Links data are .webloc plain-text files, organized in folders.

Each folder is a category on the generated website that contains links.

The project generates statistics regarding the links : number of links shared, domains of the links, top domain websites...

Links are checked to find out if there are doubles.

I just have to move the url from any browser on a Mac inside a finder window. MacOS automatically creates the webloc file.

How to keep data using webloc files

Webloc files are XML files behind. They just keep the title of the webpage as the filename, and webpage url as a URL property in the XML file content.

Example:

<?xml version="1.0" encoding="UTF-8"?>
<!DOCTYPE plist PUBLIC "-//Apple//DTD PLIST 1.0//EN" "http://www.apple.com/DTDs/PropertyList-1.0.dtd">
<plist version="1.0">
   <dict>
   <key>URL</key>
   <string>https://boringtechnology.club/</string>
</dict>
</plist>

I just keep the data inside the file as XML property (hostname, title, description, date, favicon).

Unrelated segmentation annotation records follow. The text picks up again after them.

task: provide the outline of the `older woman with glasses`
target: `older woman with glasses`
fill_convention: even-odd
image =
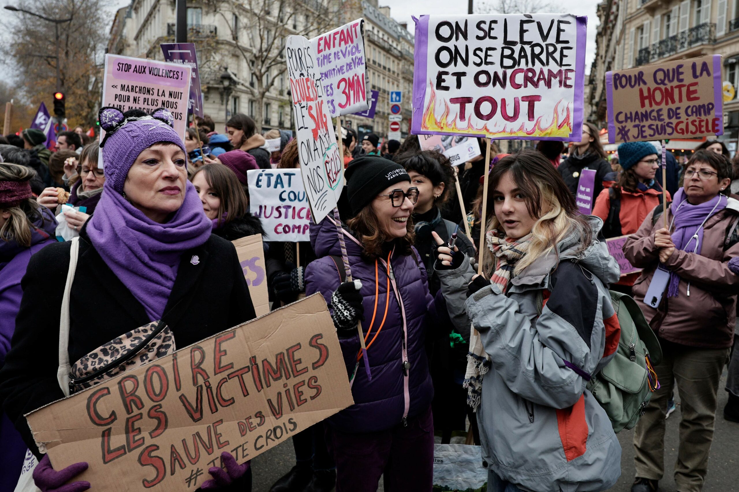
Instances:
[[[306,294],[325,297],[353,379],[354,405],[327,424],[336,491],[376,491],[383,474],[385,490],[430,491],[434,392],[424,344],[434,303],[411,246],[418,189],[403,166],[378,156],[354,159],[345,177],[349,209],[341,211],[348,218],[341,232],[353,282],[344,281],[330,216],[311,228],[319,259],[305,270]]]
[[[657,206],[624,246],[631,264],[644,268],[634,299],[662,347],[655,367],[660,387],[634,432],[633,492],[656,491],[664,474],[664,418],[675,384],[682,420],[675,482],[678,491],[703,487],[718,381],[734,336],[739,275],[729,260],[739,256],[739,201],[729,195],[732,164],[698,150],[683,176],[667,221]]]

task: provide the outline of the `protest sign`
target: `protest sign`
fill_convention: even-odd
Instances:
[[[586,17],[421,15],[412,133],[579,140]]]
[[[249,207],[266,241],[310,240],[310,207],[299,169],[247,171]]]
[[[194,43],[164,43],[162,52],[165,61],[183,63],[190,67],[191,82],[190,83],[190,103],[188,106],[190,113],[202,117],[202,91],[200,89],[200,74],[197,69],[197,52]]]
[[[190,67],[154,60],[105,55],[103,106],[121,111],[140,109],[151,113],[164,108],[174,118],[174,130],[185,139],[190,97]],[[105,137],[101,130],[100,140]],[[103,153],[100,153],[101,159]]]
[[[295,114],[296,138],[303,186],[316,224],[336,207],[344,187],[344,159],[338,153],[319,67],[308,40],[287,36],[287,77]]]
[[[244,271],[246,285],[249,286],[249,295],[254,305],[256,316],[270,312],[269,292],[267,291],[267,268],[265,266],[265,247],[262,243],[262,235],[241,238],[234,243],[239,263]]]
[[[452,165],[458,166],[480,156],[477,139],[451,135],[419,135],[418,143],[422,150],[438,150],[446,156]]]
[[[372,96],[370,96],[370,100],[367,103],[370,105],[370,108],[364,111],[359,111],[358,113],[354,113],[355,116],[361,116],[365,118],[370,118],[373,119],[375,118],[375,110],[377,109],[377,100],[380,98],[379,91],[370,91]]]
[[[331,117],[369,108],[364,19],[318,35],[310,43]]]
[[[721,55],[607,72],[608,142],[723,134]]]
[[[593,194],[595,193],[596,171],[594,169],[583,169],[580,171],[580,179],[577,181],[577,196],[575,202],[580,213],[590,215],[593,211]]]
[[[636,271],[641,271],[641,268],[638,268],[630,263],[629,260],[624,256],[624,244],[628,238],[628,236],[619,236],[618,238],[611,238],[610,239],[605,240],[606,246],[608,246],[608,252],[610,253],[610,255],[619,263],[621,277]]]
[[[194,491],[353,403],[326,302],[314,294],[26,415],[55,470],[92,490]]]

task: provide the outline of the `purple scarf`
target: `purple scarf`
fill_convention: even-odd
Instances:
[[[703,227],[701,227],[701,224],[712,215],[725,209],[728,202],[726,196],[718,195],[712,200],[700,205],[692,205],[687,201],[685,190],[678,190],[670,207],[675,224],[675,231],[671,237],[675,249],[700,254],[703,247]],[[674,271],[670,272],[668,297],[678,297],[679,283],[680,277],[678,274]]]
[[[90,241],[116,277],[141,303],[151,321],[164,314],[183,252],[203,244],[211,221],[195,187],[187,181],[185,201],[168,222],[148,218],[106,181],[86,226]]]

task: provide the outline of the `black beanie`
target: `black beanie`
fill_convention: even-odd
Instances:
[[[405,167],[380,156],[363,156],[353,160],[344,174],[352,217],[378,194],[395,183],[411,181]]]

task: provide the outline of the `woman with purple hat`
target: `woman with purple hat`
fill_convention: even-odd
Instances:
[[[123,350],[163,356],[255,317],[236,249],[211,234],[212,222],[187,180],[185,146],[171,113],[103,108],[99,117],[106,131],[102,196],[78,238],[31,258],[13,345],[0,370],[0,401],[41,460],[33,478],[43,492],[86,490],[90,484],[74,477],[87,464],[53,470],[24,415],[86,387],[84,378],[98,369],[89,360]],[[146,334],[145,342],[134,344],[130,332]],[[119,346],[122,339],[129,344]],[[59,371],[65,364],[69,370]],[[249,490],[248,463],[238,465],[228,453],[222,458],[227,469],[210,468],[214,479],[201,487]]]

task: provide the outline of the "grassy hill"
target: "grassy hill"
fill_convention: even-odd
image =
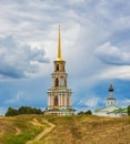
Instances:
[[[0,117],[0,144],[130,144],[130,117]]]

Doing that doesn't break the file capabilities (automatically open a file using the default browser).

Example:

<?xml version="1.0" encoding="UTF-8"?>
<!DOCTYPE plist PUBLIC "-//Apple//DTD PLIST 1.0//EN" "http://www.apple.com/DTDs/PropertyList-1.0.dtd">
<plist version="1.0">
   <dict>
   <key>URL</key>
   <string>https://blog.cleancoder.com/uncle-bob/2015/08/06/LetTheMagicDie.html</string>
   <key>Hostname</key>
   <string>blog.cleancoder.com</string>
   <key>Title</key>
   <string>Clean Coder Blog</string>
   <key>Description</key>
   <string></string>
   <key>Date</key>
   <string>Tue Mar 04 2025 20:19:44 GMT+0100 (Central European Standard Time)</string>
   <key>Favicon</key>
   <string>blog.cleancoder.com.png</string>
</dict>
</plist>

How I get those data?

I retrieve the content of the webpage, then I use Cheerio to parse the page and get HTML attributes I want to save.

Favicon

As we saw before, I keep the favicon name inside the webloc file.

I then download the website favicon in a folder to avoid making requests directly on author server.

Domains information

I list the websites where the links come from. That's why I have to retrieve the data of the index page of the website.

To keep this data, I use a simple JSON file. I update this database using lowdb.